Hidaka gets a stipend for his valuable role, but he noted that there are not many young community leaders in Osaki.

“Probably, that’s because I am not instructing them very much. Whenever I think I want to instruct them, I just do it myself and it’s quicker, so probably it’s my fault,” he said.

He is minded, however, that the youths should be part of the process.

Dr Purnamawati said the issue with small towns like Osaki is that there are more elderly residents.

According to Hidaka, for the community leader model to work in small island states such as Jamaica, it is important for the government, residents and the collecting agency to work closely together.

In 2015, then Local Government Minister Noel Arscott had announced that some 164 people had completed training as environmental wardens through the Jamaica Social Investment Fund (JSIF) Integrated Community Development Project (ICDP). Projected to last three years, the programme was estimated to cost $100 million.

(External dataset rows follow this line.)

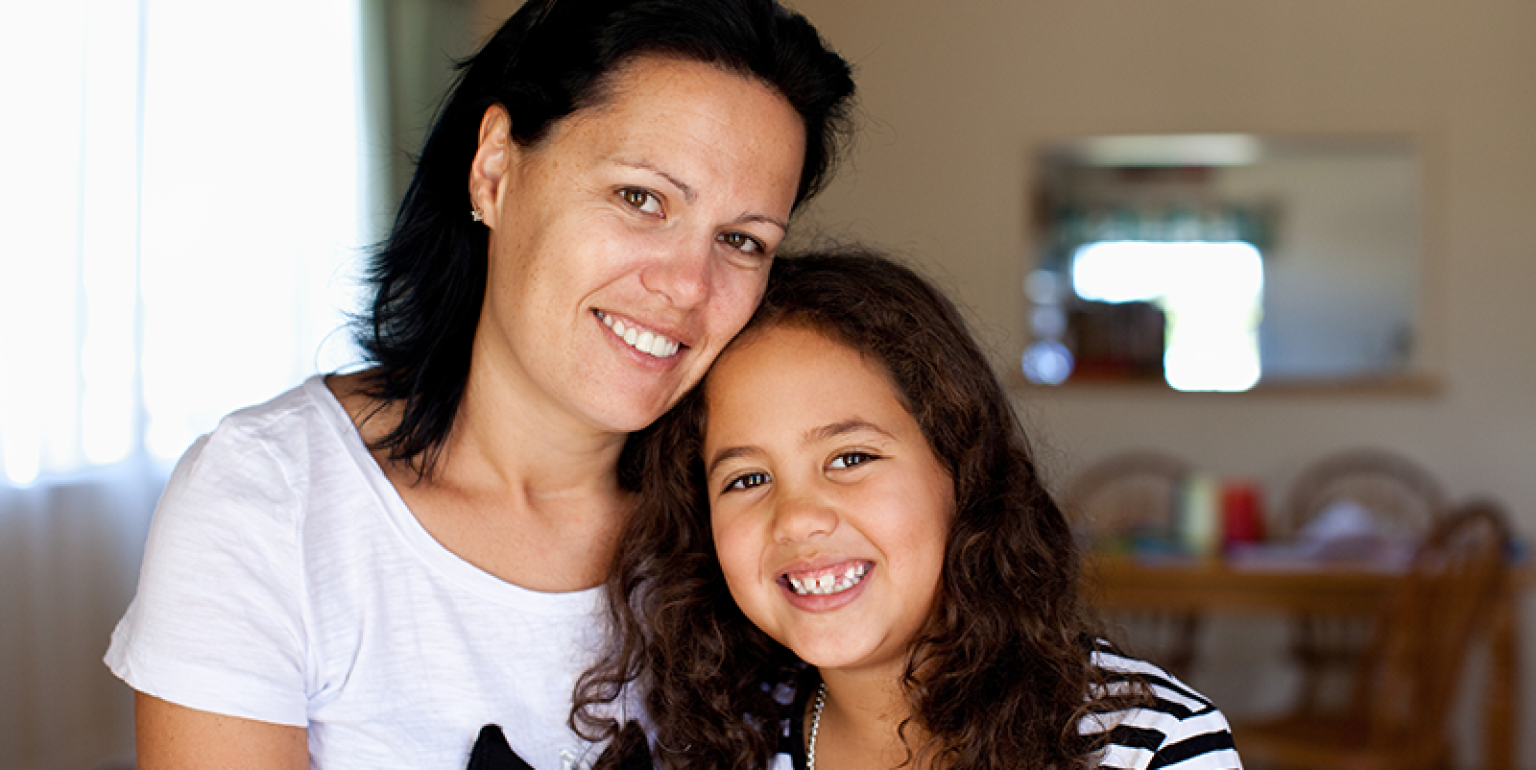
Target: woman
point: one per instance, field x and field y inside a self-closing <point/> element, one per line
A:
<point x="370" y="567"/>
<point x="844" y="555"/>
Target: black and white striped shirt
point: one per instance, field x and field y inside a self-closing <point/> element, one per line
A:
<point x="1181" y="730"/>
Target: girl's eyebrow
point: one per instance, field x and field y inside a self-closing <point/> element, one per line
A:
<point x="844" y="428"/>
<point x="816" y="434"/>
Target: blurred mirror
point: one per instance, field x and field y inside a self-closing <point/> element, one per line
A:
<point x="1226" y="262"/>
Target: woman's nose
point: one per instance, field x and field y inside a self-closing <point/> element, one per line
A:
<point x="804" y="517"/>
<point x="679" y="271"/>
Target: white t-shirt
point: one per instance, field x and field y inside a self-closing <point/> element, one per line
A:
<point x="286" y="581"/>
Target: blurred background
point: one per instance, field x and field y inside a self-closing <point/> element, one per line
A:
<point x="191" y="188"/>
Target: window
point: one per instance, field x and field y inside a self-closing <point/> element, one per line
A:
<point x="183" y="205"/>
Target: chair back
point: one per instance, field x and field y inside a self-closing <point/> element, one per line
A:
<point x="1413" y="667"/>
<point x="1403" y="497"/>
<point x="1125" y="497"/>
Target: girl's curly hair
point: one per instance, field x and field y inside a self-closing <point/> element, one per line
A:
<point x="1000" y="675"/>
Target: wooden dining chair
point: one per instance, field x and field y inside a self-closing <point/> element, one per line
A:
<point x="1404" y="500"/>
<point x="1125" y="498"/>
<point x="1407" y="681"/>
<point x="1403" y="497"/>
<point x="1128" y="501"/>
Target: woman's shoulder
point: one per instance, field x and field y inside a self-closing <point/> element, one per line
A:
<point x="1175" y="726"/>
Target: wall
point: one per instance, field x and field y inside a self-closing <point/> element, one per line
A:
<point x="957" y="94"/>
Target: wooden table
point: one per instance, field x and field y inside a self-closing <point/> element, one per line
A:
<point x="1122" y="583"/>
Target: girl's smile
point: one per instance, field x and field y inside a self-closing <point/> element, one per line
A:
<point x="830" y="511"/>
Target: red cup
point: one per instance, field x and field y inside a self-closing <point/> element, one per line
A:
<point x="1241" y="515"/>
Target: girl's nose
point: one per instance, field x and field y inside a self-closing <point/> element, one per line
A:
<point x="681" y="269"/>
<point x="804" y="517"/>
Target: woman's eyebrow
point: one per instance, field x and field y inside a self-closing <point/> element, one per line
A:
<point x="688" y="194"/>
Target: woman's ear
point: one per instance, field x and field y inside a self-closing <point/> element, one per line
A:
<point x="493" y="162"/>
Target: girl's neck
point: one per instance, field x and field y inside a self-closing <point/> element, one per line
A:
<point x="862" y="721"/>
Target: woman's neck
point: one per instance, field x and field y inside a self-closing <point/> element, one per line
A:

The training, which took place over a three-day period, saw people from 21 communities in Kingston, St Andrew, Clarendon and St Catherine being trained in sustainable solid-waste management practices, solid-waste management regulation, national environmental regulation and sustainable development.

In 2019, National Solid Waste Management Authority (NSWMA) Executive Director Audley Gordon estimated that about 70 to 80 per cent of the garbage in gullies in Kingston and Montego Bay, St James, could be eliminated with the renewal of the programme that would see garbage wardens in select communities.

Gordon said that the programme would be piloted initially in two communities and is aimed at making garbage collection easier for the agency in unplanned communities, where roadways are often narrow, and, in some cases, non-existent.

The entire project was expected to cost about $300 million.

During his Sectoral Debate presentation in May 2021, Local Government and Rural Development Minister Desmond McKenzie said the that the NSWMA had collected 1,014,000 tonnes of waste in the 2020-2021 fiscal year, at a cost of nearly $1.9 billion.

He added that important work was also done to remove plastic waste from the environment.

He said that community wardens were trained, and through the Rae Town Plastic Minimisation Project, funded by the Japanese government under the United Nations Environment Programme, nearly 17,000 pounds of plastic were collected.

“A total of 16 environmental wardens were also trained in plastic separation, plastic recycling and community sensitisation about solid waste disposal,” he said.

In 2020, Gordon told The Gleaner that Jamaicans appear to suffer from a cultural defect that is reflected in their widescale acceptance that it is somebody else’s responsibility to tidy up after them. He lamented that many citizens actually believe that by dumping garbage at will, any and everywhere, they are contributing to job creation.

The community leader initiative has worked for Osaki while Jamaica continues to struggle.